Researchers at Tokyo Tech have recently created a brand-new accelerator chip called “Hiddenite” that can achieve cutting-edge precision in the computation of sparse “hidden neural networks” with less computing labor.
The suggested on-chip model construction, which combines weight generation and “supermask” expansion, is used by the Hiddenite chip to significantly minimize the amount of time spent accessing external memory, improving computing efficiency.
Deep neural networks (DNNs) are a sophisticated type of artificial intelligence (AI) machine learning architecture that need a lot of parameters to train to anticipate results. However, DNNs can be “pruned,” which lessens the computational load and model size.
The “lottery ticket hypothesis” swept the machine learning community a few years ago. The theory proposed that a DNN with random initialization contains subnetworks that, following training, reach accuracy comparable to the original DNN.
The more “lottery tickets” there are for successful optimization, the bigger the network. By using these lottery tickets, sparse neural networks can be “pruned” to achieve accuracy levels comparable to more intricate, “dense” networks, which eases the load on computers and saves energy.
The hidden neural network (HNN) algorithm, which employs AND logic (where the output is only high when all the inputs are high) on the initialized random weights and a “binary mask” dubbed a “supermask,” is one method for locating such subnetworks.
The unselected and chosen connections are denoted as 0 and 1, respectively, in the supermask, which is defined by the top-k% highest scores. The HNN aids in decreasing software-side computational efficiency.
However, advancements in the hardware are also necessary for the computing of neural networks. Although traditional DNN accelerators have a great performance, they do not take into account the power usage resulting from external memory access.
A novel accelerator chip named “Hiddenite,” created by researchers at Tokyo Institute of Technology (Tokyo Tech) under the direction of Professors Jaehoon Yu and Masato Motomura, can now calculate hidden neural networks with much reduced power consumption.

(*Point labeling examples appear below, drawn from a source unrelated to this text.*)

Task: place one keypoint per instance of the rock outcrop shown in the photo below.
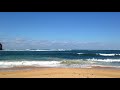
(0, 46)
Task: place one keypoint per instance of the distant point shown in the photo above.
(1, 46)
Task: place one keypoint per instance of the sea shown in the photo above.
(60, 58)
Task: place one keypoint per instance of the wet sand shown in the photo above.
(95, 72)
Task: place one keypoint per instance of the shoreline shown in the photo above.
(50, 72)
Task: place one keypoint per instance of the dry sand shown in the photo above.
(62, 73)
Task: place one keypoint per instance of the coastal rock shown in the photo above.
(0, 46)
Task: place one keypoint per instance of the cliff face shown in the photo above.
(0, 46)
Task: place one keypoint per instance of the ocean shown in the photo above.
(64, 58)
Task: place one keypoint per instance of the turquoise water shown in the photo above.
(71, 58)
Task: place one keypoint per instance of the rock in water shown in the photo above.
(0, 46)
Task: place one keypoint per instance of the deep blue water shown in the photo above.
(72, 57)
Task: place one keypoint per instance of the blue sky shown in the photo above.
(54, 30)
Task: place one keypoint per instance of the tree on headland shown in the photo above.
(1, 46)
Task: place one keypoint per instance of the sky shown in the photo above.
(60, 30)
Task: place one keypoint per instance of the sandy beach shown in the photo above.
(62, 73)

Moreover, we also introduced a new training method for hidden neural networks, called ‘score distillation,’ in which the conventional knowledge distillation weights are distilled into the scores because hidden neural networks never update the weights. The accuracy using score distillation is comparable to the binary model while being half the size of the binary model.Professor Masato Motomura
“Reducing the external memory access is the key to reducing power consumption. Currently, achieving high inference accuracy requires large models. But this increases external memory access to load model parameters. Our main motivation behind the development of Hiddenite was to reduce this external memory access,” explains Prof. Motomura.
The International Solid-State Circuits Conference (ISSCC) 2022, a global conference presenting the pinnacles of success in integrated circuits, will present their findings.

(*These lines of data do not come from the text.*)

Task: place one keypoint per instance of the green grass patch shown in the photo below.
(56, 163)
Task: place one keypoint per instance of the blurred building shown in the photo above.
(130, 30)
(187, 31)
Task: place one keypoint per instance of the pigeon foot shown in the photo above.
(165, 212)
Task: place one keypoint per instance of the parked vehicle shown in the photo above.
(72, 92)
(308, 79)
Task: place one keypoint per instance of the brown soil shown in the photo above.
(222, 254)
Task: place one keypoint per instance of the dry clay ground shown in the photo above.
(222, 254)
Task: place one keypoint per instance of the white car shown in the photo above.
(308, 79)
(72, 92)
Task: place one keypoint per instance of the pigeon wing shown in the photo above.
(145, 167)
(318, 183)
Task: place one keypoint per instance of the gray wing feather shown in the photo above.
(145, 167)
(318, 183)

The first HNN inference chip is called “Hiddenite,” which stands for Hidden Neural Network Inference Tensor Engine. To decrease external memory access and achieve excellent energy efficiency, the Hiddenite architecture offers three advantages.
The first is that it provides on-chip weight creation, which uses a random number generator to re-generate weights. As a result, there is no need to store the weights in an external memory or access it.
The second advantage is the availability of “on-chip supermask expansion,” which lowers the quantity of supermasks that the accelerator must load. The high-density four-dimensional (4D) parallel processor on the Hiddenite chip is the third advancement it makes. It increases data reuse throughout the computational process, increasing efficiency.
“The first two factors are what set the Hiddenite chip apart from existing DNN inference accelerators,” reveals Prof. Motomura. “Moreover, we also introduced a new training method for hidden neural networks, called ‘score distillation,’ in which the conventional knowledge distillation weights are distilled into the scores because hidden neural networks never update the weights. The accuracy using score distillation is comparable to the binary model while being half the size of the binary model.”
The team used the 40nm process of Taiwan Semiconductor Manufacturing Company (TSMC) to design, produce, and measure a prototype chip based on the hiddenite architecture.
The 3mm × 3mm pixel chip can do 4,096 MAC (multiply-and-accumulate) operations simultaneously. It reduces the quantity of model transmission to half that of binarized networks while achieving state-of-the-art computational efficiency, up to 34.8 trillion or tera operations per second (TOPS) per Watt of power.
The world of machine learning will undoubtedly undergo another paradigm shift as a result of these discoveries and their successful demonstration in a real silicon chip, opening the door for computing that is quicker, more effective, and ultimately more environmentally friendly.